We also note that consecutive sentences as occurred in Richardson II, and concurrent sentences as occurred here, are not treated differently in terms of gap-time credit. N.J.S.A. 2C:44-5(b)(2). As the Court emphasized, "it is the judge's function to fashion an appropriate sentence for the defendant as the defendant *528 appears before the court on the occasion of sentencing." Id. at 252, 540 A.2d 1246; See also Lorenzo v. Edmiston, 705 F. Supp. 209 (D.N.J. 1989) aff'd 882 F.2d 511 (3rd Cir.1989).

However, we do find merit in Sheil's contention that his plea agreement expectations may not have been met in light of the fact that the sentencing judge incorrectly awarded him 303 days jail time credit. In State v. Kovack, 91 N.J. 476, 453 A.2d 521 (1982) our Supreme Court held that it is the responsibility of the court taking the plea to affirmatively inform defendant of the maximum period of parole ineligibility which may be imposed. Id. at 483, 453 A.2d 521. In State v. Alevras, 213 N.J. Super. 331, 517 A.2d 460 (App.Div. 1986) we also pointed out that a defendant's misunderstanding of credits may affect his understanding of the maximum time he will serve under a plea agreement. "Hence, a guilty plea based on this misunderstanding may fail to satisfy the constitutional requirement that a plea be voluntarily, intelligently and knowingly entered, at least where the denial of the expected credits results in the imposition of a sentence longer in duration than the maximum contemplated." Id. at 338, 517 A.2d 460.

Therefore, Sheil's expectations may not have been met since the parole eligibility bar must remain at seven and one-half years and cannot be reduced by the award of any gap-time credits. In fact, both respondents candidly admit that Sheil may have had a reasonable expectation that he would receive jail credit which would have reduced that parole ineligibility period. However, they point out that State v. Ramirez, 241 N.J. Super. 372, 575 A.2d 45 (App.Div. 1990) stands for the proposition that Sheil acted at his peril in relying upon a plea agreement that contained promises that the prosecutor was not empowered to make. They then concede that his only remedy in such a case is a withdrawal of his guilty plea.
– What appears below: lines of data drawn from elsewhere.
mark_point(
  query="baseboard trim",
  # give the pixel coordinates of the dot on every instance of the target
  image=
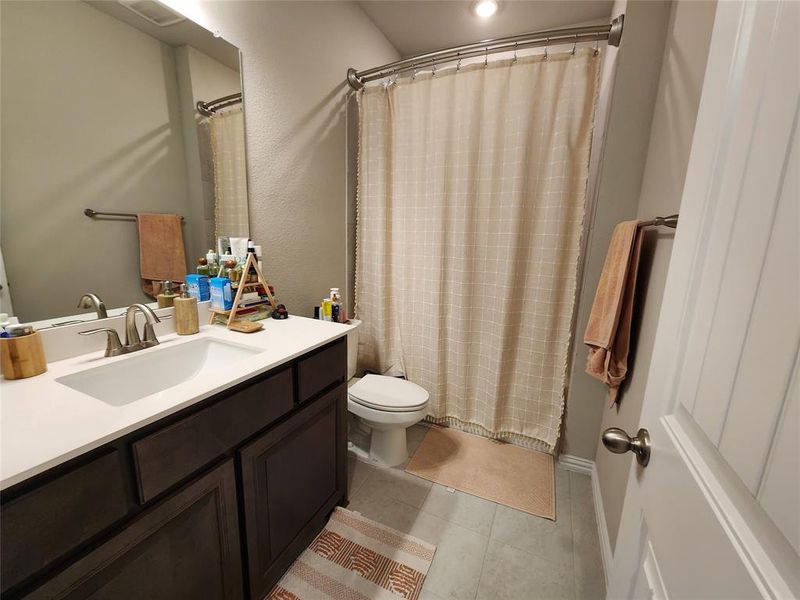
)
(577, 464)
(568, 462)
(602, 526)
But Sheil does not want the plea agreement to be vacated. Instead, he requests that we exercise original jurisdiction to amend the judgment of conviction to reflect his expectations. *529 However, a specific performance remedy was rejected in State v. Kovack, supra, 91 N.J. at 484, 453 A.2d 521, based on the fact that the parties to a plea agreement cannot bind the sentencing court. In this case the entire sentencing must be remanded to the trial court to permit it to reject or accept the plea after determining defendant's true expectations. If it then lawfully decides to permit a withdrawal of the plea, defendant has the option to (1) be resentenced, (2) renegotiate the plea agreement, or (3) withdraw his guilty plea and proceed to trial. Id. at 485, 453 A.2d 521. However, we caution that when the sentence is reimposed under these options the trial court should consider that defendant has already kept his part of the plea bargain by testifying against his codefendant and fashion fair sentence in light of that fact.

Thus, we need not deal with the merits of Sheil's argument, (which we incidentally find to be unpersuasive), that the imposition of the maximum period of parole ineligibility in conjunction with the presumptive term is in violation of State v. Towey, 114 N.J. 69, 552 A.2d 994 (1989). Moreover, such an argument might well be procedurally barred at this juncture since issues not raised below ordinarily will not be considered on appeal. Stuchin v. Kasirer, 237 N.J. Super. 604, 608-609, 568 A.2d 907 (App.Div. 1990).

Reversed and remanded for further proceedings consistent with this opinion.

NOTES

[1] Judge Antell was not present at oral argument but participates in this appeal with the consent of the parties.

[2] Both appeals are being disposed of in this one opinion.